Marion was back in bed when he returned to the room. She was sitting up, trying to brush her hair. It was very knotted from being neglected for so many days.

“Let me,” he said, and he took the brush from her and began to gently pull it through her hair. After a while the knots fell out and he brushed smooth, silky hair soothingly. She enjoyed the feeling. He enjoyed the simple intimacy with her.

“You seem used to that,” she told him. “Have you been married before? Did you do that for your wife?”

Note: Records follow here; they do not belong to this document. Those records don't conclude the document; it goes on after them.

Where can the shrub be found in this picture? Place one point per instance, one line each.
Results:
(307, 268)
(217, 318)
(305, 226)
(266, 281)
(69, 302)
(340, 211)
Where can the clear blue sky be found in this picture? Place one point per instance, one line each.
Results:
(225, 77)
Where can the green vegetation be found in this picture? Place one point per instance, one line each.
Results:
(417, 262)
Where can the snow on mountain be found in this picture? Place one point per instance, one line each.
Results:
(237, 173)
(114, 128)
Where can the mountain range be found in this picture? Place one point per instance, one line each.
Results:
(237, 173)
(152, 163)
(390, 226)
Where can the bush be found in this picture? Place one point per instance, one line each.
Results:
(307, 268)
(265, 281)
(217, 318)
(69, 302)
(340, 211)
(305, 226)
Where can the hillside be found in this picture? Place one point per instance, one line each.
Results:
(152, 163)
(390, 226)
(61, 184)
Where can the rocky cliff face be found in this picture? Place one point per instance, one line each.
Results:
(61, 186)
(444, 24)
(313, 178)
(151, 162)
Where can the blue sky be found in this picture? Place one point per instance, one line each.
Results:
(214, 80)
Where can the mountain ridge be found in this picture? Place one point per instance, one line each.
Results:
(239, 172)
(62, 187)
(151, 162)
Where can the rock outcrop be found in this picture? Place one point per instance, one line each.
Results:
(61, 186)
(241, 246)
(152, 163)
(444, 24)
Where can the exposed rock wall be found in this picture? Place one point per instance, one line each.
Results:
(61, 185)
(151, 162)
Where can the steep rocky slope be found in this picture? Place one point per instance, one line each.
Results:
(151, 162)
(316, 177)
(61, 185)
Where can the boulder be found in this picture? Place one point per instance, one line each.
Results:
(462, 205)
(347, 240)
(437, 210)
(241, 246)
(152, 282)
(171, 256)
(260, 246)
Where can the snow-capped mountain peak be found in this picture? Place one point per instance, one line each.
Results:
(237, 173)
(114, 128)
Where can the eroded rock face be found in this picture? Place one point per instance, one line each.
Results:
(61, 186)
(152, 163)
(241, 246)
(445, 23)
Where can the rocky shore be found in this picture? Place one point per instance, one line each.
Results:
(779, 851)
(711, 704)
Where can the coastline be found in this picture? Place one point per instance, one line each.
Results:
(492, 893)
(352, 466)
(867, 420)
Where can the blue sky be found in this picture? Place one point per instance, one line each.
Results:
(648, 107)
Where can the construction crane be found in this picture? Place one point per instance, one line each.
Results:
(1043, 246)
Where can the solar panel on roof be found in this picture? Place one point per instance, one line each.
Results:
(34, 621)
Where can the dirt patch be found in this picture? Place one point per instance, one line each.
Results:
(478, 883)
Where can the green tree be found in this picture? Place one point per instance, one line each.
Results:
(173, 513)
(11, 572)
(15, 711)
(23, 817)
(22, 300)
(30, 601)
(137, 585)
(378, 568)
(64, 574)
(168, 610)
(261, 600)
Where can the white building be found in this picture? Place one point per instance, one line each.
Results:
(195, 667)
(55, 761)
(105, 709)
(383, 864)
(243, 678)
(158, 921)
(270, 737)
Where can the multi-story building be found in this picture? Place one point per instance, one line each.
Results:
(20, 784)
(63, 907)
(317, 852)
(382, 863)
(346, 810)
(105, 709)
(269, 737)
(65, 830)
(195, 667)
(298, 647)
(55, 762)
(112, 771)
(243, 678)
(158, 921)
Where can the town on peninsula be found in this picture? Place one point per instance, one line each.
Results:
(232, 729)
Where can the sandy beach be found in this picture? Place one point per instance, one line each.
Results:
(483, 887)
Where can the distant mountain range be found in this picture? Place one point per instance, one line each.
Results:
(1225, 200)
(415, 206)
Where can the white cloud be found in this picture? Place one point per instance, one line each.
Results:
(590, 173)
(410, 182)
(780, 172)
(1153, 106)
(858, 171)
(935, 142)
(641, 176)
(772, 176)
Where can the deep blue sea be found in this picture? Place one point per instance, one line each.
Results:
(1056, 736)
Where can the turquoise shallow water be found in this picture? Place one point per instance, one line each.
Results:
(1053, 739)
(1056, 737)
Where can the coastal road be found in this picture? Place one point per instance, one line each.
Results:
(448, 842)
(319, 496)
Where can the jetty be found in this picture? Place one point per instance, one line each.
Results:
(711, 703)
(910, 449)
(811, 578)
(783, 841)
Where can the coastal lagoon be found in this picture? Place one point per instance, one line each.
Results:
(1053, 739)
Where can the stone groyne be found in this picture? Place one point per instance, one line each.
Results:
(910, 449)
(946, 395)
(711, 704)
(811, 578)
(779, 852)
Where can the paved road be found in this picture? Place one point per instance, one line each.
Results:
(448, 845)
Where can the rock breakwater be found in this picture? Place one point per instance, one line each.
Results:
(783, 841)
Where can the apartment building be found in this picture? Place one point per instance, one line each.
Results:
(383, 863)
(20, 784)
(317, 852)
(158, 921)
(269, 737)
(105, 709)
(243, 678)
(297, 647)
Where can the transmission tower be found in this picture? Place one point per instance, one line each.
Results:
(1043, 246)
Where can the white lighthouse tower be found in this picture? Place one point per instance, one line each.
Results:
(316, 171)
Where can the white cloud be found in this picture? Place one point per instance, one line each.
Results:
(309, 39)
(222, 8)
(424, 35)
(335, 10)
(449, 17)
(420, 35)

“No,” he said. “I have never married. I had a lover, once, who had very long, beautiful hair, and I used to brush it for her.”

“What happened to her? If… if you don’t mind me asking….”

“I joined our army after college. I thought she would wait for me. But… she met another man. When I returned, they were married.”

“Oh,” Marion looked at him. “Oh, I am sorry. She… didn’t love you enough?”

“I think she never stopped loving me. But she thought… there were difficulties. I was gone longer than anyone expected. She thought I was dead.”

“Oh,” she said again.

“That’s not a period of my personal history I want to talk about. It was a long time ago. Let’s talk of other things. I see you’re in the middle of our favourite gothic horror.”

“Yes,” she said. “Would you… I’d like to hear you read aloud.”

“I would love to.” He picked up the book and found the marker place and began to read. She lay down in the crisp, clean linen and half closed her eyes. She watched Kristoph as he read. She wondered about that lover who had jilted him. She wondered what terrible things happened to him then that he didn’t want to talk about. Was he a prisoner of war, perhaps? His face was rugged in a way of a man who might have gone through many hardships. And yet, now, he was a teacher of literature. What a contrast.

He intrigued her. He fascinated her.

She was more than a little bit in love with him.

Marion, you are being silly, she told herself.

But then, if he didn’t have an interest in her, why was she here? He must care.

“Kristoph,” she whispered. “I would wait for you.”

She was half asleep when she said it. He wondered did that make it merely a rambling comment, or a truth from her heart spoken when she was least inhibited.

Either way, he felt his hearts warmed by the thought.

She drifted to sleep properly. He kissed her forehead and stood up with a sigh. He stepped out of the room. He went to the meditation room where he had left his TARDIS disguised as a door that would logically have led through into the en-suite bathroom of his bedroom.

Time to put in a couple of hours at his ‘job’ then he wanted to have a long talk with his superiors.